Reading and Writing Data

Once the connection is open, data can be encrypted and decrypted. This can be achieved using the blocking I/O API inherited from std::iostream or the non-blocking API offered by Pt::Ssl::IOStream and Pt::Ssl::StreamBuffer. In the non-blocking case, available data can be imported from the underlying stream.

Pt::Ssl::IOStream& ssl = ...;
for(;;)
{
ssl.import();
std::streamsize avail = ssl.sslBuffer().in_avail();
if(avail <= 0)
break;
do
{
char buf[255];
std::streamsize n = ssl.readsome( buf, sizeof(buf) );
std::cout.write(buf, n);
}
while( ssl.sslBuffer().in_avail() > 0 );
}
if( ssl.isShutdown() )
{
std::cout << "received shutdown alert" << std::endl;
}

The method Pt::Ssl::IOStream::import() does not read more data from the underlying std::iostream than in_avail() of it's std::streambuf indicates. It might decrypt only a part of the available data, if not all bytes could be imported into the buffer of the Pt::Ssl::IOStream. To drain the underlying stream, import() should be called in a loop. After calling import(), decrypted data may be available and can be processed. It is also possible that a shutdown alert was received, which can be checked for with isShutdown(). Premature EOF has to be handled by the code that maintains the underlying std::iostream. When data is written to a Pt::Ssl::IOStream, it is encrypted and eventually written to the underying std::iostream.
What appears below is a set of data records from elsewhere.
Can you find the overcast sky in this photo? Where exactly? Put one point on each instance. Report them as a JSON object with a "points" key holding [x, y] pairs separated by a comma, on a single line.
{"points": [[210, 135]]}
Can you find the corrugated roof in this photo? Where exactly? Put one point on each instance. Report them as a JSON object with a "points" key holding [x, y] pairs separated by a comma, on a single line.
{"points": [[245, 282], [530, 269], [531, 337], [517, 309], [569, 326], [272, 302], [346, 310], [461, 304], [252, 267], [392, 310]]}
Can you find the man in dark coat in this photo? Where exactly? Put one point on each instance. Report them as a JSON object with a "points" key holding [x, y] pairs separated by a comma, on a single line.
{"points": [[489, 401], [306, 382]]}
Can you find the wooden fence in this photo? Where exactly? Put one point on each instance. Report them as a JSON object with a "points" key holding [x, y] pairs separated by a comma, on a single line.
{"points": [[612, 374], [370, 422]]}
Pt::Ssl::IOStream& ssl = ...;
ssl << "pi is: " << 3.1415 ;
ssl.flush();

To make sure the encrypted data is completely written to the underlying stream, the Pt::Ssl::IOStream should be flushed. If not flushed, a part or all of the data might reside in the output buffer area. The API inherited from std::ostream can be used to flush the stream, that is std::ostream::flush or the stream manipulators std::flush and std::endl. The code that provided the underlying stream then has to transfer the data to the peer. This works well with the Pt::System::IOStream as the underlying stream, which only buffers the data written to it. When a limit is reached, the data can be written asynchronously making room for more encrypted data.

Connection Shutdown

A connection shutdown alert can be initiated by either peer and the method Pt::Ssl::IOStream::isShutdown() indicates that the connection is shutting down. If a shutdown alert is received during a read operation, Pt::Ssl::IOStream::shutdown() will write the shutdown acknowledge to the underlying stream and return true. This data still needs to be sent to the peer then, but from the perspective of the Pt::Ssl::IOStream, the connection is considered closed and isShutdown() no longer returns true. If shutdown() is called to initiate a shutdown, the shutdown alert is written to the underlying std::iostream and needs to be sent to the peer. When the shutdown acknowledgement becomes available in the underlying std::iostream, shutdown() must be called again to consume it, which will return true if the shutdown acknowledge is complete.